Affects Version/s: None
Fix Version/s: 6.2
This is a sub ticket of JOSHUA-273.
Joshua output formatting is a mess. The StructuredTranslation piece is a good step in the right direction, but many problems remain. Here is a list of problems and corrections.
- There are currently four variables that contribute to defining separate paths for formatting the output: server mode (two different types) or regular mode, whether use_structured_translations is set, whether topN == 0 (i.e., whether we are outputting k-best or just quick viterbi best), and whether we are doing projecting case or doing denormalization of the output.
- In TCP mode, ServerThread.java.run() iterates over Translation objects returned by Translations. Translation.toString() is then called. %S and recasing are applied.
- In HTTP mode, ServerThread.java.handle() builds a JSONMessage, which in turn calls translation.getStructuredTranslations.get(0).getTranslationString().
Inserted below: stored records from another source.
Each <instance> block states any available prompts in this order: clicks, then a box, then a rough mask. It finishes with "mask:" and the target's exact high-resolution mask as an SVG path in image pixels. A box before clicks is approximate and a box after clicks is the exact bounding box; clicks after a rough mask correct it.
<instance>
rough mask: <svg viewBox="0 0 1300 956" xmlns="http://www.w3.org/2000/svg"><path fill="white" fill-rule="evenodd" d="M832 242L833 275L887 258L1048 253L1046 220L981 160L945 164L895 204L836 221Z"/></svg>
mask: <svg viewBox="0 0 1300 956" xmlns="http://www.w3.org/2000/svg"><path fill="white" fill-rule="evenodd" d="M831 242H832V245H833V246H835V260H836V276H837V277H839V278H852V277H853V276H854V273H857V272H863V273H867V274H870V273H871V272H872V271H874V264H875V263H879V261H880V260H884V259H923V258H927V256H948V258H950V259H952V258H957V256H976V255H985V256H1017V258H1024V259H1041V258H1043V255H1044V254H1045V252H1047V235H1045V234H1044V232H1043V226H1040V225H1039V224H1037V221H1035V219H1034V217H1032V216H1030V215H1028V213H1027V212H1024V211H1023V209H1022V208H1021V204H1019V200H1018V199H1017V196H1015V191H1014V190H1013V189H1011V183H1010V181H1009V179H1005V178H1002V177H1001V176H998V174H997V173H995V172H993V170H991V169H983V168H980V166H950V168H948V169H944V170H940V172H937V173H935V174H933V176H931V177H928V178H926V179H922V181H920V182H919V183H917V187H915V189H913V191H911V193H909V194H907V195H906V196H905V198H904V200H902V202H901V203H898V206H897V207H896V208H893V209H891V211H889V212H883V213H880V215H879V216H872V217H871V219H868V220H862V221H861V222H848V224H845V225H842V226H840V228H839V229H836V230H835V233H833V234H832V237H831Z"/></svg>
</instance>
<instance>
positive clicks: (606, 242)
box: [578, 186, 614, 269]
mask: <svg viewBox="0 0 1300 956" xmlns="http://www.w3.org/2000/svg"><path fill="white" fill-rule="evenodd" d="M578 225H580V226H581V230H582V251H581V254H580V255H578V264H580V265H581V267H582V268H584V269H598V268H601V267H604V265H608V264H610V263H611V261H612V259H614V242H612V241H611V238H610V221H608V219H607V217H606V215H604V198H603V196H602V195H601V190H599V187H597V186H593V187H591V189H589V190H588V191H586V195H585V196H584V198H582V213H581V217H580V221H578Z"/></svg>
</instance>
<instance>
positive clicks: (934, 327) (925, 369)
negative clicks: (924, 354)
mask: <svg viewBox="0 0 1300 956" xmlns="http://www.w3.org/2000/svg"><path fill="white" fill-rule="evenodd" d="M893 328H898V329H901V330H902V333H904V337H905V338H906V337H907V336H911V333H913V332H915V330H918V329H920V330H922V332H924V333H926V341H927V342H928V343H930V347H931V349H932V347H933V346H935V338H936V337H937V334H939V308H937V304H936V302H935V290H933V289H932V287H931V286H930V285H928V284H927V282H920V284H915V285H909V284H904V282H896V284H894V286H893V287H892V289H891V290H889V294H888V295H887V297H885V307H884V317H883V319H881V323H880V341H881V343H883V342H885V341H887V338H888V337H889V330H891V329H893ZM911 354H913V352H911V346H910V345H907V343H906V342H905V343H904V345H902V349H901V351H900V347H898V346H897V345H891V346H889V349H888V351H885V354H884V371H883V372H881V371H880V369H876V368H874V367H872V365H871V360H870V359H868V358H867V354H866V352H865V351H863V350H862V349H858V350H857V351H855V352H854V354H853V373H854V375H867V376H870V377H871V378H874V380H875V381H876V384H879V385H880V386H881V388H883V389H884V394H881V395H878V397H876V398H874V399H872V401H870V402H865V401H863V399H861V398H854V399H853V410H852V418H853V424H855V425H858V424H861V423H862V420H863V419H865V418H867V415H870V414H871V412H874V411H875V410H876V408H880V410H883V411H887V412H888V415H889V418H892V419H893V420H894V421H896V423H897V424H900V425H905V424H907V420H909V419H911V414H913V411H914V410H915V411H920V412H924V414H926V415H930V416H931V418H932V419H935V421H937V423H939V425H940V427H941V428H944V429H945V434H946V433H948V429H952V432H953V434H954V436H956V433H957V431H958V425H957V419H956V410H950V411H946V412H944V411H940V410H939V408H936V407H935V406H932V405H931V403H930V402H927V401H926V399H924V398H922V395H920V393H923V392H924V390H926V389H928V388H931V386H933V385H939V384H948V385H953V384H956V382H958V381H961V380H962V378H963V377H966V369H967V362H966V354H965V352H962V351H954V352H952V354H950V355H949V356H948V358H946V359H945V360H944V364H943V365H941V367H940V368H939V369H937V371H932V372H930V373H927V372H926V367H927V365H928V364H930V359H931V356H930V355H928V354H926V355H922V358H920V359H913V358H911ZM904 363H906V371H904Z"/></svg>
No recasing or %S formatting are applied.
- In regular mode, we call Translation.toString(), which formats output in a complicated way in the constructor, using different methods depending on whether (a) use_structured_translations is set (b) topN == 0. This is a veritable mess of nested redundant output formatting. Some of these in turn use separate formatting applied in KBestExtractor's constructor.
- Get rid of topN==0. Viterbi extraction should be quicker than k-best and is used automatically if possible. The same output formatting should apply in either case.
- We should always use structured outputs, even collapsing StructuredTranslation into Translation
- Move all output formatting out of KBestExtractor. This should just return k-best items.